I'm not picking on you, T Tarbox.  I don't know if I've worked with you on the same job.  But I do know spotting the safety man on the job is almost as rare as spotting UFOs.  That might help explain why that lowly RP Tech with his RO-20 hanging from his shoulder seems to get stuck with enforcing the safety rules more often than not.  The safety guy must be busy advancing beyond that "but no farther" point in his career.

No hostilities towards anyone intended - just an observation from 30+ years on the job.

Already Gone:
These are rather astute observations.  The sorry truth is - especially in nuclear plants - that the money and resources are not allocated to the place where they do the most good (actually, to where they avert the greatest harm).
I'm a little spoiled in that I usually work on the turbine floor only.  I get to spend the majority of my time right where the work happens.  It is a luxury that most safety specialists do not have, and many do not appreciate.  While I get to dedicate my time to a smaller group who are all working in one place, my counterparts have hundreds of people working all over the site.
While there are RP's at hand at every work location to keep that 100 cpm of loose contamination off your ankle, there is one safety specialist tasked with supporting crews who are simultaneously working everywhere from the switch yard to the cavity to the intake to the S/G's.  They are spread pretty thin and can't always spend the time with their people that I can with mine.
There also seems to be a mentality among some companies that the site will provide the safety oversight so they don't even staff that position, or they add it as an additional responsibility for their ALARA staff.  Either way, they are making a mistake.
So, why do RP's end up carrying the ball for us so much?  Well, for one thing, you're there.  For another, you are pre-disposed to be aware of hazards and are compliance oriented.  Not to mention the fact that most of you are capable of the job we are doing because you are already doing it in one specialized area.
Out of the 40 Safety Specialists in my company, 13 of us are former RP Techs.  That "but no farther" point in your career is anywhere you choose to put it.  If your attitude is:
--- Quote from: MeterSwangin on Jun 15, 2009, 11:28 ---
The Safety guys come in two flavors:  1) the burned-out looking to quietly cruise into retirement without ever again doing anything useful, and 2) busy-body hero wannabees too lame to actually get into the fire department.

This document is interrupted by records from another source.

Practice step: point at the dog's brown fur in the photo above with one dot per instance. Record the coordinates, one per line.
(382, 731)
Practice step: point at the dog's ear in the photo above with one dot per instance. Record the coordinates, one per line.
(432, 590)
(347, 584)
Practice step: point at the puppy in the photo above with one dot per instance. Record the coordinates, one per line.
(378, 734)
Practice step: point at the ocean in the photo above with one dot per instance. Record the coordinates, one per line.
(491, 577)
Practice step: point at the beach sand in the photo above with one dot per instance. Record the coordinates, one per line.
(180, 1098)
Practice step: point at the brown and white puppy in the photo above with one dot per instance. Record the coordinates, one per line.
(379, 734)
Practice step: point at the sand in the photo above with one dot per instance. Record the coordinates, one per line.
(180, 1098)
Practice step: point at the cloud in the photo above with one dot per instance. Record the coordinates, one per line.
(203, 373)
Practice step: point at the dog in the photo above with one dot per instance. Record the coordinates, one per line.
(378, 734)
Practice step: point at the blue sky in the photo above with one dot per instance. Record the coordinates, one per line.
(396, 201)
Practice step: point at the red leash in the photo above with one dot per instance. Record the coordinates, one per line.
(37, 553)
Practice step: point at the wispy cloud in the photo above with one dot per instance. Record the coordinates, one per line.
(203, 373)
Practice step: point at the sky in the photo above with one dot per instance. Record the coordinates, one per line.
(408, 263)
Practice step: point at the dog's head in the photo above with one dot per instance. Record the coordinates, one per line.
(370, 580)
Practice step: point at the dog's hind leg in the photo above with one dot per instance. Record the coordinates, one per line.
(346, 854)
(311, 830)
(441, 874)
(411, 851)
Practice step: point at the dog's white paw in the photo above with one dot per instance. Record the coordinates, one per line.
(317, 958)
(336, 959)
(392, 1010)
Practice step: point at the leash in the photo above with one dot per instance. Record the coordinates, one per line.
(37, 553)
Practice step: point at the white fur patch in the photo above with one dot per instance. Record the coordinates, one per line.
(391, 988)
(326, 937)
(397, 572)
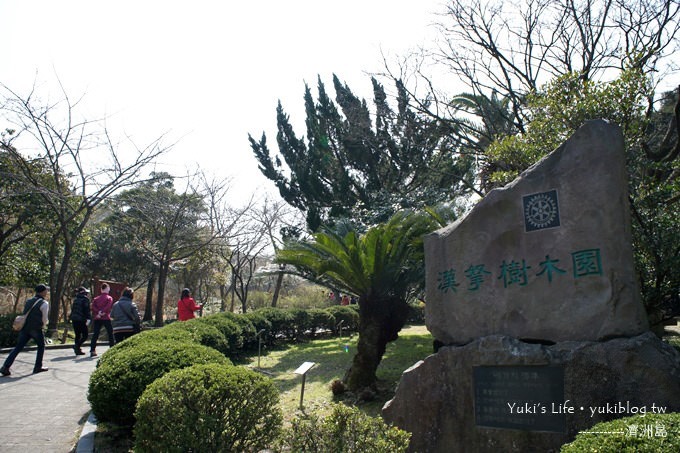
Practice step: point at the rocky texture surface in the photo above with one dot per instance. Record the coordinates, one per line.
(547, 257)
(435, 399)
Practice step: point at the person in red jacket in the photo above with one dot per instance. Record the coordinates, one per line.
(186, 306)
(101, 313)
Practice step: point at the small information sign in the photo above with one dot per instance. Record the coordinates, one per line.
(529, 398)
(302, 369)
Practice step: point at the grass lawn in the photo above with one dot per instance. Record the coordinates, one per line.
(332, 357)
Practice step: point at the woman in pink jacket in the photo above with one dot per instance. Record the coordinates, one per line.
(186, 306)
(101, 313)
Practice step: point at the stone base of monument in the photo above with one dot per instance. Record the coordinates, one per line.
(500, 394)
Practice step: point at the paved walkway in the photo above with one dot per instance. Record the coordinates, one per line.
(45, 412)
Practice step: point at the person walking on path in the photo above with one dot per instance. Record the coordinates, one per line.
(101, 313)
(80, 318)
(126, 320)
(186, 306)
(36, 320)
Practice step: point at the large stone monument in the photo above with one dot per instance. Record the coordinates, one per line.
(533, 295)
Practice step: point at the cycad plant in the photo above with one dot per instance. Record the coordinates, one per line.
(384, 267)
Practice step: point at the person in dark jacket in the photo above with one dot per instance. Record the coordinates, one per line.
(37, 309)
(126, 320)
(80, 318)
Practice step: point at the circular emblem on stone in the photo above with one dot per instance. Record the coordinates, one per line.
(540, 210)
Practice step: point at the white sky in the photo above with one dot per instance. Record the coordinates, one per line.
(209, 72)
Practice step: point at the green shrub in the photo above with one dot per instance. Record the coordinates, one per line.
(347, 314)
(281, 321)
(8, 337)
(231, 331)
(416, 313)
(117, 382)
(346, 429)
(673, 340)
(208, 408)
(301, 323)
(259, 322)
(321, 319)
(649, 433)
(148, 336)
(248, 331)
(204, 333)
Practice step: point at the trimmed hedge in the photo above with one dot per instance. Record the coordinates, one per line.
(648, 433)
(346, 429)
(120, 378)
(248, 330)
(208, 408)
(348, 314)
(204, 333)
(260, 322)
(320, 319)
(229, 329)
(281, 319)
(147, 336)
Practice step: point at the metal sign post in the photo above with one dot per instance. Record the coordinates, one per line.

After 2 years group 2 loses steam and merges into group 1.

Ponder deeply: Can I get passionate about chinstraps?  Will proper earplug use fulfill my purpose on earth?  Can my kids really be proud of daddy's new parking lot speedbump?

--- End quote ---

then that point is evident for all to see.

MeterSwangin:
Out of the 40 Safety Specialists in my company, 13 of us are former RP Techs.  That "but no farther" point in your career is anywhere you choose to put it.  [/quote]

Safety guys are good people.  Just not into carrying the ball.  Or receiving, blocking, or snapping.  Or taping ankles on the sideline. 

Content in the 5th row yelling "blitz....blitz!."  Then out early before the traffic gets thick.